IoS letters, emails & online postings (17 March 2013)


Adam Marshall writes that HS2 will "treble capacity" ("UK business has an urgent need for speed", 10 March). Treble capacity of what? If he believes that passenger numbers will be trebled, he is prophesying that with one new line, the 1.48 billion passengers of 2011-12 will increase to over four billion. Is he serious?

He and the Government seem to be labouring under the delusion that HS2 will leach business, manufacturing and commerce from the bloated South-east to the starving Midlands and North.

If the Government wants to invest, or encourage others to invest, in infrastructure, the public would be better served by a wholesale upgrade of the broadband network with the laying of fibre-optic cables to all parts. This would at least reach all the people, rather than only those who live along the proposed line of HS2 and who may not be able to afford the fares that will be required to obtain a return on the investment.
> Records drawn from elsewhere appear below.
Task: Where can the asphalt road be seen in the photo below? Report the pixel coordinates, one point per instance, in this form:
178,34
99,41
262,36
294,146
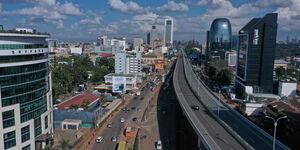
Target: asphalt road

I love rail travel, but sinking such a vast sum of money into a project that is already costing hundreds of millions is a grave misplacement of money that can be better spent elsewhere.

John Crocker


Rising construction costs are blamed for the HS2 project being over budget. But outside London, the construction industry has been in recession for the past five years, with costs flat-lining at best and in some areas falling continuously. Indeed, tender prices are forecast to drop a further 1 per cent overall this year as order levels fall 10 per cent further. However, initial construction budgets were incorrectly estimated by the budget's author, and are now being increased to accord with reality. Incorrect budgets and inflation are not the same thing.

Malc Jeffs

Wakefield, West Yorkshire

The Government is trying to avoid fully compensating those potentially blighted by the HS2 abomination. When these people successfully secure full compensation, either through the Government being forced to concede its position or being dragged through the courts – the cost will rise much further still.

Anthony Sutton

Blithbury, Staffordshire

I am very curious as to why you gave Graham Rix a page-long plea ("No one will give me a job", 10 March). Yes, he pleaded guilty to two of the four charges against him and served his time. However, he was a 42-year-old man who had sex with a 15-year-old girl. That he "believed [her] to be older than her 15 years" makes his actions no better, in that he thought it was acceptable to sleep with a child 25 years younger, as long as she was "legal". I am very disappointed.

Sam O'Connor

London N15

There are dramatically cheaper and greener alternatives to both incineration and landfill ("UK incinerator plans? They're just rubbish", 10 March). All it needs is for waste to be collected in three streams: recyclables, organics (food and garden waste) and residuals (15 per cent). It costs councils £101- £131 to burn a ton of waste, while recyclables can be sold for a minimum of £26 per ton mixed, or £100-£800 separated. Food waste, which comprises a third of all waste heading for the burner, could be tendered out to anaerobic digestion at £41 per ton. This process produces near carbon-free energy, unlike incinerators which create high quantities of fossil CO2.

Jane Green


Yugo Kovach asks if it is "time for the emergence on the left of a Ukip equivalent" (Letters, 10 March). The Greens already fulfil such a role, gaining a Bradford seat at the last general election. Sadly, though, the environment has become less of a public issue since the recession, making it harder for them to make further breakthroughs.

Tim Mickleburgh

Grimsby, Lincolnshire

Brian Sewell can afford now to pop over to Kuwait to see all the art he likes ("Much-loved Picasso to leave Britain for ever", 10 March). But if there had been no public art collections when he was young, would we know of Sewell the art critic today?